Wednesday, May 30, 2012

Front Cuts

Last month, we had an all-staff meeting where a facilitator had us line up according to how many years we had been at school. It was pretty amazing to see 50 plus people snaking around the room and more than a little astounding to realize that my wife and I (in that order) were in the front of the line! Of course, it was no surprise, but to physically see it all in front of us (or rather, behind us) was a graphic physical rendition of a rather abstract fact. My wife later commented something to the effect of “Oh my God! We’re the grownups?!” Rather sobering to realize that there was no Mommy or Daddy above to take care of things.

And so it is when our parents depart and we’re suddenly in the front of the line.

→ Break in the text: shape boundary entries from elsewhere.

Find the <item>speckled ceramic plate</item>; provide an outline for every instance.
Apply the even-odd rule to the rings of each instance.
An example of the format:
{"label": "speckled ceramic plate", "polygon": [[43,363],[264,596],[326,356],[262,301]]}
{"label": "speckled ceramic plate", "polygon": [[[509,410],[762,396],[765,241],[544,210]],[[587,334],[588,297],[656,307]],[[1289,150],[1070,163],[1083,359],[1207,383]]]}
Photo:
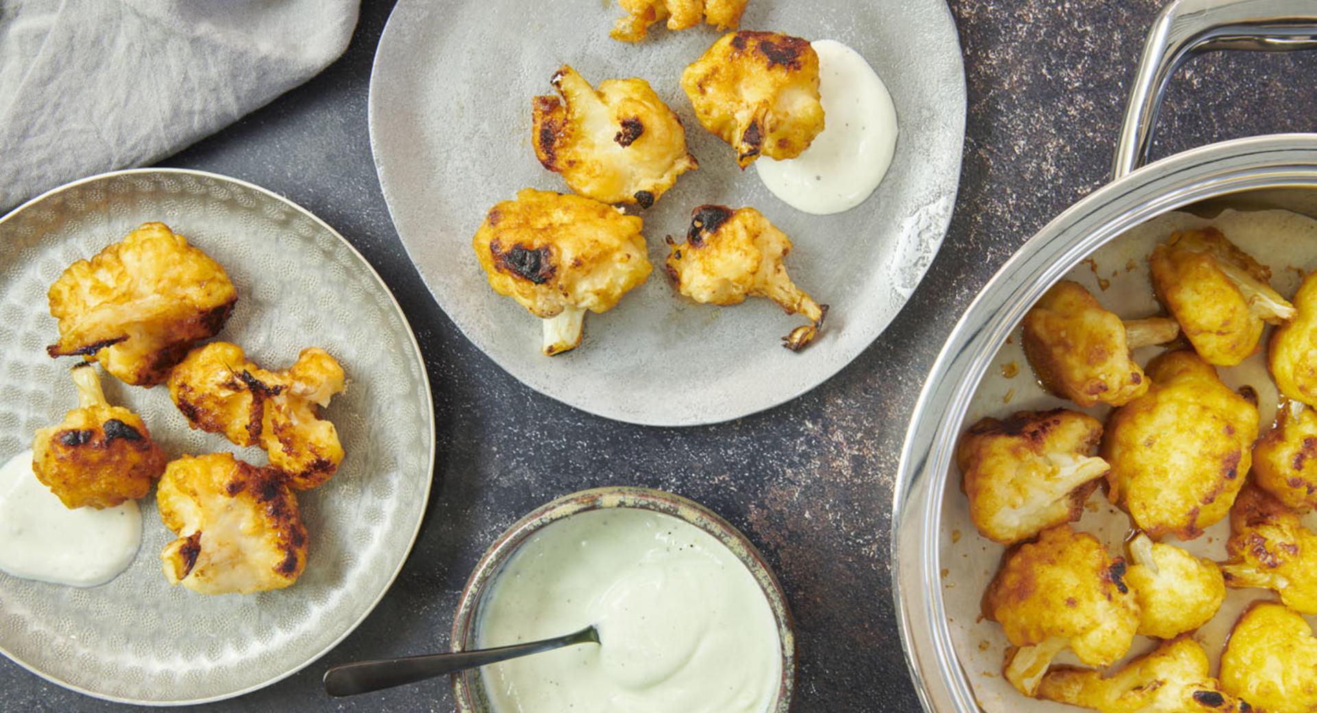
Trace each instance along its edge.
{"label": "speckled ceramic plate", "polygon": [[[224,264],[238,288],[219,338],[283,368],[320,346],[348,374],[324,410],[346,451],[325,485],[298,493],[311,534],[291,588],[204,597],[170,587],[159,553],[174,535],[154,496],[142,500],[142,547],[113,581],[75,589],[0,574],[0,651],[59,685],[151,705],[237,696],[313,662],[370,613],[420,528],[433,466],[429,381],[402,310],[370,264],[332,228],[287,200],[198,171],[107,174],[51,191],[0,218],[0,459],[76,404],[72,359],[46,356],[57,337],[46,288],[146,221],[162,221]],[[170,456],[258,449],[190,430],[165,387],[103,378]]]}
{"label": "speckled ceramic plate", "polygon": [[[536,9],[537,8],[537,9]],[[855,47],[886,82],[900,122],[886,180],[859,208],[809,216],[780,201],[705,132],[678,86],[718,37],[655,28],[640,45],[608,38],[616,3],[402,0],[370,83],[370,139],[385,199],[440,307],[479,349],[529,387],[637,424],[726,421],[790,400],[857,356],[932,262],[955,204],[965,118],[956,28],[943,0],[751,0],[741,28]],[[574,351],[540,354],[540,321],[490,289],[471,253],[485,212],[518,189],[565,191],[531,147],[531,97],[552,93],[562,63],[593,84],[641,76],[682,118],[698,171],[649,210],[649,282],[586,317]],[[678,299],[662,274],[664,235],[685,234],[701,204],[753,205],[795,249],[797,284],[831,307],[819,339],[793,354],[778,338],[803,324],[766,300],[719,308]]]}

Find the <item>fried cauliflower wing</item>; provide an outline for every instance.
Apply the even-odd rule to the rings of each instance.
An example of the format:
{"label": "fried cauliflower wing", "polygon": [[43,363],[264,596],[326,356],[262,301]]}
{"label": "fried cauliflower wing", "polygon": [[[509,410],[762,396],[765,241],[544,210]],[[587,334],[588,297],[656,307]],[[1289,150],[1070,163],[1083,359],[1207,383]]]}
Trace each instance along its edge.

That scary moment when we realize that we are the new elders and there is no buffer between us and the place where the line disappears. I think of all the kids pushing to be the line leader, determined that there will never be the gravest of all injustices—front cuts—if they have anything to do with it. I feel like telling them, “Hey, what’s your hurry? It’s not bad to be in the middle or the back of the line.” Of course, they kind of know that when they chant “First is the worst, second is the best, third is the one with the hairy chest!”

There is some kind of major flaw in evolution that we are always looking ahead with anticipation or behind with wistful nostalgia, convinced that any age is better than the one we’re living now. The little ones are so proud that they’re getting older and the older ones are longing to be younger. Today I stood in the preschool yard for a few minutes and watched the kids zooming around on tricycles, digging holes in the sand, fingerpainting and just generally following wherever their fancy led them and thought, “They really have a great deal here!” I know the Middle School kids struggling with quadratic equations and keeping their binders organized sometimes think so, though they also think it’s pretty cool that they can ride the bus by themselves, shop for their own outfits and dye their hair. Meanwhile, I had a friend turn 50 recently and found myself sighing, “Ah, the 50’s. Those were great years.”

For the moment, my wife and I both have a Mom ahead and maybe the rhyme is right—second in line is pretty good. But the inevitable moment of being in the front is approaching, be it sooner or later. Anyone want to front cut?